Calculating the limit $\lim_{x\to 0^+}x\cdot\ln(x)$

Question

$$\displaystyle\lim_{x\to 0^{\hspace{.02 in}+}} \: (x\ln(x)) =\ ?$$

This should be $0$ times $-\infty$, so I believe it's indeterminate in this form, but I don't know how to solve the problem any further than this, if it is possible.

Thank you for any help.

Answer 1

It's zero.

Trivial explanation: the logarithm is a very sloooow function, whereas $x$ is not, hence $x$ dominates.

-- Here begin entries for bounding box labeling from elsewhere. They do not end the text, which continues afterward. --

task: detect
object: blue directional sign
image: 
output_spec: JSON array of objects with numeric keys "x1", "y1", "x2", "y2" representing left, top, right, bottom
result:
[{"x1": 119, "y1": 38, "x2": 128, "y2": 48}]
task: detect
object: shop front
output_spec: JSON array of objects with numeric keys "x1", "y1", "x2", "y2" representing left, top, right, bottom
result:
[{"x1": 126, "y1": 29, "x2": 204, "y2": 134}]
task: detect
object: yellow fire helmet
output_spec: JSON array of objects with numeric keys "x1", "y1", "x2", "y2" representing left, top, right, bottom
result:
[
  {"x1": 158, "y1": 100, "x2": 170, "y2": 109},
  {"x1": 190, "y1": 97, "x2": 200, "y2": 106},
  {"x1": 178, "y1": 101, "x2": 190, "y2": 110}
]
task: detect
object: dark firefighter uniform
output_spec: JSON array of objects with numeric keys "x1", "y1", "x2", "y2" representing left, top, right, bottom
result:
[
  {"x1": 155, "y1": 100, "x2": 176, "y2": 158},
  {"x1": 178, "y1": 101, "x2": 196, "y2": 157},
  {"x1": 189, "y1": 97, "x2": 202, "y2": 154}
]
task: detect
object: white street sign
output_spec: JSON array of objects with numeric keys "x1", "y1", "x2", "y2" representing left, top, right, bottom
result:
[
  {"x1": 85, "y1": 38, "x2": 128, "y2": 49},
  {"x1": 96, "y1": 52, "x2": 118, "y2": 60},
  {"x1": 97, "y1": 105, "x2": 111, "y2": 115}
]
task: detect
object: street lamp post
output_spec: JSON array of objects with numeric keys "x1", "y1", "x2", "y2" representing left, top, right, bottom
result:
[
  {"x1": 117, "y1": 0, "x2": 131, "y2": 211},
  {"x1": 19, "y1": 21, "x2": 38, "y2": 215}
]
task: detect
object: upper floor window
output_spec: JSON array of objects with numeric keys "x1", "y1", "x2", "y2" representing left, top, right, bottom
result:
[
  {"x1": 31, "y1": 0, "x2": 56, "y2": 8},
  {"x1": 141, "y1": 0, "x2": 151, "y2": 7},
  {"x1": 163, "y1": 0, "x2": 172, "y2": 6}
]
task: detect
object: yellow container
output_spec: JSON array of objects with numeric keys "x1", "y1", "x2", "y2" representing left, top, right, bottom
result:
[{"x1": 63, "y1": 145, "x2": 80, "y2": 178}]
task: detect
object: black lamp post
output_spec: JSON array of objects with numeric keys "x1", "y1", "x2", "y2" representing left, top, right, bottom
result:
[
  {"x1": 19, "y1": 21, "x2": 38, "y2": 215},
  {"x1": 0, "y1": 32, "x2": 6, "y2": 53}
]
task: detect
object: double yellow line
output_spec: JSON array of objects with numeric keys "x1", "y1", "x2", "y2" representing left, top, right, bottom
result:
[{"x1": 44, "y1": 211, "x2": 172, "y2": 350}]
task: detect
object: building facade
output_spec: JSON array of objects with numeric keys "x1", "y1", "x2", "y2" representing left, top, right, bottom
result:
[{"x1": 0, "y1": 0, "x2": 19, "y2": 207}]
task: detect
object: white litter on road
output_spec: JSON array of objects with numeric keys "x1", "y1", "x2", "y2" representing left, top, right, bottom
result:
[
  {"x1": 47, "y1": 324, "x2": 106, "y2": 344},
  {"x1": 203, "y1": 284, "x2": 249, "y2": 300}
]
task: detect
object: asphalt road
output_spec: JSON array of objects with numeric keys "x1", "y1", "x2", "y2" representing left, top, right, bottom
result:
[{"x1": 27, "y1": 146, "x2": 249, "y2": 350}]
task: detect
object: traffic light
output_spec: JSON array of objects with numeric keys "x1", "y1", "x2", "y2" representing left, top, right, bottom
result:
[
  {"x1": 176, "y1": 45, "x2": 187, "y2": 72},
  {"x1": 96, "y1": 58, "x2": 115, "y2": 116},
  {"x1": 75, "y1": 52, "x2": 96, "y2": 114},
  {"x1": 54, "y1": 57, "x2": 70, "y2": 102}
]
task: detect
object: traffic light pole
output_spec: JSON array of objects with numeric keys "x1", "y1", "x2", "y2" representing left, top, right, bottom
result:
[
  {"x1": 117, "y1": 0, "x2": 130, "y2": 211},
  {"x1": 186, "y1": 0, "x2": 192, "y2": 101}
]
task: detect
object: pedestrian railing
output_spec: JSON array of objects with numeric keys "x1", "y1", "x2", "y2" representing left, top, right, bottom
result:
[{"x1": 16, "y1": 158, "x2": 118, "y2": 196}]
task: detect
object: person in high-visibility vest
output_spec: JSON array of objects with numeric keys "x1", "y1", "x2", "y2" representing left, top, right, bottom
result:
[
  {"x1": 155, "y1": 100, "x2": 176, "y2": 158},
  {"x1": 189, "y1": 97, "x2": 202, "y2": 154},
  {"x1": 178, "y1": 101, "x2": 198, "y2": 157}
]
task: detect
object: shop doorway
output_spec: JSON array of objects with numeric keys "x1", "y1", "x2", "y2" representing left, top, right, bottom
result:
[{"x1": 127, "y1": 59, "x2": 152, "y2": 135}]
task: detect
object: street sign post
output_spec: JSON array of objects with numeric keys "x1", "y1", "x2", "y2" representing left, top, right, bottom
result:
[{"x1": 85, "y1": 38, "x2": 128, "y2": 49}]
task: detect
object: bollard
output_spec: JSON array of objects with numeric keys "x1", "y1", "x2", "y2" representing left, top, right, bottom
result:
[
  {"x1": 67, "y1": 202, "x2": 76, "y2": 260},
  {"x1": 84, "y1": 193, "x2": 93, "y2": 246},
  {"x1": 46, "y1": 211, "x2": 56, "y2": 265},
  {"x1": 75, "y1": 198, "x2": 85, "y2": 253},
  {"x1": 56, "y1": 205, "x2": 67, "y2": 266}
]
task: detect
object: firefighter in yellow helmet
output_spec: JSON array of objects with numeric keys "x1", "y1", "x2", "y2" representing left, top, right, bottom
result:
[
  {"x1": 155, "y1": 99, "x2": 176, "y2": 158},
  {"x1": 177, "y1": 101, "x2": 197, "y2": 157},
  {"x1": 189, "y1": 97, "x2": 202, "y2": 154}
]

Non trivial explanation: you can use Hôpital rule after having rewritten it in a smart way as

$$\lim_{x\to 0^+} \frac{\ln(x)}{\frac{1}{x}}$$

A brutal substitution leads you to a Hôpital form $-\infty/\infty$. Applying Hôpital:

$$\lim_{x\to 0^+} \frac{\frac{1}{x}}{-\frac{1}{x^2}} = \lim_{x\to 0^+} -x = 0$$

Answer 2

You can rewrite this as

$$\lim_{x\to0^+}\frac{\ln x}{\frac1x}$$ and use L'Hospital.

You get

$$\lim_{x\to0^+}\frac{\frac1x}{-\frac1{x^2}}$$

which should be trivial to calculate.

Answer 3

L'Hospital's rule is not the swiss knife of limits computations!

The simplest is to make the $x=\dfrac1t$ ($t\to+\infty$) substitution: $$x\ln x=-\frac{\ln t}t\xrightarrow[t\to+\infty]{}0,$$ the latter being a standard high school limit.